Le show St Maximin. L’ancien bastiais a été, durant l’ensemble du match mais tout particulièrement durant cette seconde période, un poison pour la défense, faisant vivre notamment un cauchemar à Zeffane. Une accélération fulgurante à la 49ème, un festival dans la surface bretonne avant de centrer pour Lees-Melou qui ne cadre pas sa tête 6 minutes plus tard, chacune de ses prises de balle furent dangereuse. Mais une seule petite éclaircie, un seul brin d’occasion aura suffit au hommes de Lamouchi pour ouvrir la marque. Après une passe appuyée de Léa-Siliki, Del Castillo effectue un contrôle orienté pour se remettre dans le sens du jeu ; n’ayant aucune pression, l’international espoir français tente ça chance au 20 mètres et voit sa frappe être miraculeusement déviée par M.Sarr dans son propre but. Benitez, alors pris à contre pied, ne peut intervenir. 0-1 58ème.

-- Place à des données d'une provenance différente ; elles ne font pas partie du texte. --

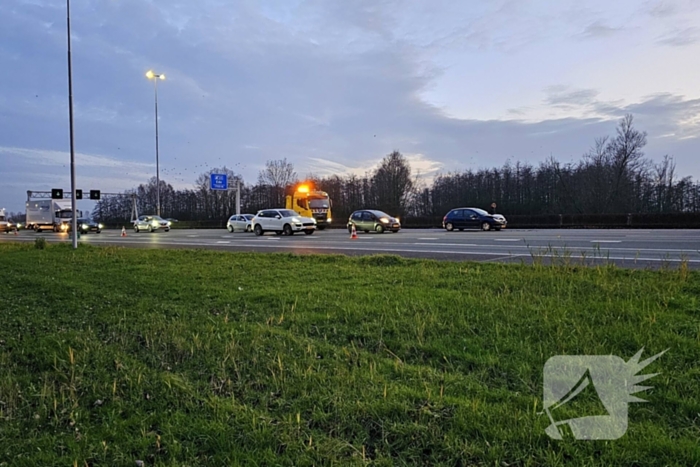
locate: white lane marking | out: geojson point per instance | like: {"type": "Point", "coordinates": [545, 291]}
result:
{"type": "Point", "coordinates": [448, 244]}
{"type": "Point", "coordinates": [446, 252]}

Une deuxième mi-temps avec plus d’occasions :

Hormis sur un coup franc tiré directement par Grenier aux 35 mètres, sans succès (61ème), c’est surtout Koubek qui s’est exprimé pendant cette fin de seconde période du côté des visiteurs. Et de quelle manière ! Suite à une passe millimétrée de Cyprien pour Maolida, l’ancien lyonnais semblait avoir éliminée Koubek et voit ensuite sa frappe rebondir chanceusement sur le poteau gauche du portier tchèque. La raison ? Un arrêt du bout du pied qui permet encore à Rennes de croire à la victoire mais pas pour longtemps…. Nouveau fait de jeu 3 minutes plus tard soit à la 71ème minute, Atal semblait avoir été fauché par Bensebaini dans la surface mais après utilisation de la V.A.R., c’est finalement l’attaquant niçois, fraîchement rentré en jeu, qui écope d’un carton jaune pour simulation. Les locaux continuent alors à pousser jusqu’à trouver la faille. St Maximin, meilleur niçois du match, reprend un mauvais contrôle de Maolida et bat Koubek pour la 1ère fois de la soirée. 1-1 73ème.

On assiste ensuite à une domination totale niçoise, forçant les Rennais à se retrancher dans leurs 30 derniers mètres. C’est finalement Lees-Melou, à la 89ème, qui donne la victoire final aux aiglons. Seul au 20 mètres, le numéro 8 azuréen ne se fait pas prier pour envoyer le ballon dans la lucarne de Koubek. 2-1 score final. Cap désormais sur la prochaine affiche au Roazhon Park jeudi soir ! Rendez-vous 18h55 contre Jablonnec (République Tchèque) pour le premier match de la saison en Europa League.